DEFINIÇÃO

A cinematografia brasileira do final dos anos 1950 até a redemocratização, seus movimentos e o contexto histórico em que estão inseridos.

PROPÓSITO

Reconhecer os principais movimentos artísticos e aspectos políticos da atividade cinematográfica, identificando os filmes conforme a sua época, tendências narrativas e estéticas.

O CINEMA NOVO, MARGINAL E EXPERIMENTAL, E OS ANOS EMBRAFILME (1955-1980)

Neste vídeo, o especialista Pedro Salomão faz uma breve introdução ao tema, indicando o que será visto ao longo do conteúdo.

A primeira fase do Cinema Novo (1955-1963)
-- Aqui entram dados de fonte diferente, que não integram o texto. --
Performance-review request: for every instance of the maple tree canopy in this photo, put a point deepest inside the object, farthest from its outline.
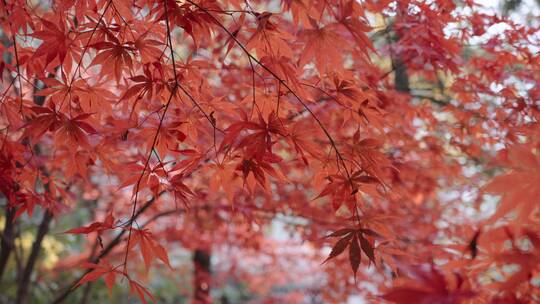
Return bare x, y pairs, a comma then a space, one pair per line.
268, 151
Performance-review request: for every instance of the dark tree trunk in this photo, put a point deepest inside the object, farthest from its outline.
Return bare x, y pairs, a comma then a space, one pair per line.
202, 276
6, 243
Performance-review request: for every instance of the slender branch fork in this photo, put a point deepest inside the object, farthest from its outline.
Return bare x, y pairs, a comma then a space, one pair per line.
284, 83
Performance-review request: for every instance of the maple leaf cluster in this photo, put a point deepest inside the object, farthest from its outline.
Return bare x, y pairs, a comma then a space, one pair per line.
380, 128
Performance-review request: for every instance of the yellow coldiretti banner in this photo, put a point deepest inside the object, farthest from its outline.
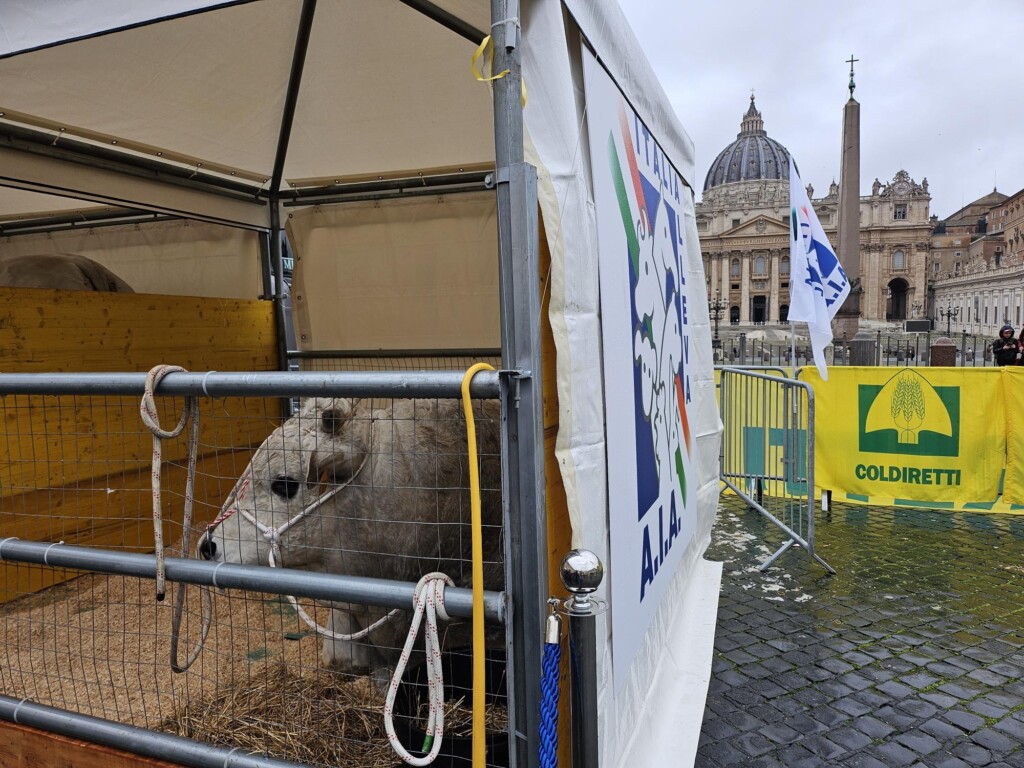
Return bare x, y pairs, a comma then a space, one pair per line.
1013, 390
910, 436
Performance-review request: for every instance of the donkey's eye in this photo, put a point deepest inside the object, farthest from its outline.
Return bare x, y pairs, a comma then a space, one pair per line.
331, 421
286, 487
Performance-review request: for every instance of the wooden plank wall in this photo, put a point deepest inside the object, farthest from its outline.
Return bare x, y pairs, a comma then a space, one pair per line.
559, 527
28, 748
77, 469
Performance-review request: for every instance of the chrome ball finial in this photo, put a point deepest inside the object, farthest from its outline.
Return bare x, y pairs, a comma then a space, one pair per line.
581, 572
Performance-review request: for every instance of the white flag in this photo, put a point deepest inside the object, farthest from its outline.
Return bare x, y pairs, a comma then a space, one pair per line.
817, 284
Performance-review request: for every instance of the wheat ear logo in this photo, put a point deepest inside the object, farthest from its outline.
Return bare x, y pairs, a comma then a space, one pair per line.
907, 415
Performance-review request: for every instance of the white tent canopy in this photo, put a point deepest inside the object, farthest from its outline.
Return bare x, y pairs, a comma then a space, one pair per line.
235, 114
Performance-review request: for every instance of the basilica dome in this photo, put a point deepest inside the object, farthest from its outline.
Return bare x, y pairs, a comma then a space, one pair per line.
753, 156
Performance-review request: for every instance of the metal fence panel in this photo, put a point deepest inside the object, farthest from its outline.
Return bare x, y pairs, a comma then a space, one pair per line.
768, 451
76, 469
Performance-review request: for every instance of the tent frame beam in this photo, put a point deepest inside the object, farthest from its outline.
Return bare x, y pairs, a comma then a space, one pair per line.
68, 148
80, 220
446, 19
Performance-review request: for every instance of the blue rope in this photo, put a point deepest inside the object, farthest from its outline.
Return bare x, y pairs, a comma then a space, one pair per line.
549, 705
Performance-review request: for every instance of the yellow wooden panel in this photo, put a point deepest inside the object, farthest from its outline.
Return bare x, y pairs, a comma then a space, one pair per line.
44, 331
77, 469
28, 748
54, 441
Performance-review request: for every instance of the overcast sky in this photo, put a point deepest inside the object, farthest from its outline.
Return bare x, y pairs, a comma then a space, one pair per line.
939, 85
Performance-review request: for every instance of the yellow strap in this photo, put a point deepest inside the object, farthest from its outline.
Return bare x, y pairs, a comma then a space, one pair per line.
474, 66
479, 668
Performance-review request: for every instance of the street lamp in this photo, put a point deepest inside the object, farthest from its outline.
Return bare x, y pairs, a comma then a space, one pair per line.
716, 308
949, 314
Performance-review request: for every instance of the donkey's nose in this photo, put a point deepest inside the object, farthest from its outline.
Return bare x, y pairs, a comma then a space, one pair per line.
207, 548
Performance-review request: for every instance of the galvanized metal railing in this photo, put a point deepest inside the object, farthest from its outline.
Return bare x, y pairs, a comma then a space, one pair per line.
768, 452
316, 586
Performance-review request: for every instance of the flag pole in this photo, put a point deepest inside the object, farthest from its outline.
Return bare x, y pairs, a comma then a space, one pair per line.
793, 349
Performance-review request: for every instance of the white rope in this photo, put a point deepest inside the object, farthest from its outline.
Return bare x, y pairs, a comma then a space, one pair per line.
429, 599
147, 410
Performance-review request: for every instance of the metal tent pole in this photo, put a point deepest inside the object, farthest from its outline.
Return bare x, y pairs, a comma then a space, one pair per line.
525, 541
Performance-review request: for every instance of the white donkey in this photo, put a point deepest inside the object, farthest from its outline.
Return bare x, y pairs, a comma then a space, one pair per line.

De Rio, 40 Graus a Deus e o Diabo na Terra do Sol: do Neorrealismo e do cinema-verdade ao transe barroco

Ao final da década de 1950, o mundo se agitava com os processos de descolonização asiático e africano, a disputa ideológica da Guerra Fria e a revolução cubana. Por aqui, nas salas de cinema do Brasil, o público se entretinha com os épicos da Companhia Cinematográfica Vera Cruz ou as comédias musicais da Atlântida. Um cinema popular e com forte influência hollywoodiana, na tentativa de imitar a produção industrial norte-americana e no prazer em parodiá-la.

Nesse contexto, um grupo de jovens se reunia disposto a pensar e a fazer filmes diferentes. Eles estavam imbuídos do espírito revolucionário da época e se sentiam capazes de mudar o curso da história. Assim, nasceu um dos movimentos mais instigantes da cinematografia mundial – o Cinema Novo.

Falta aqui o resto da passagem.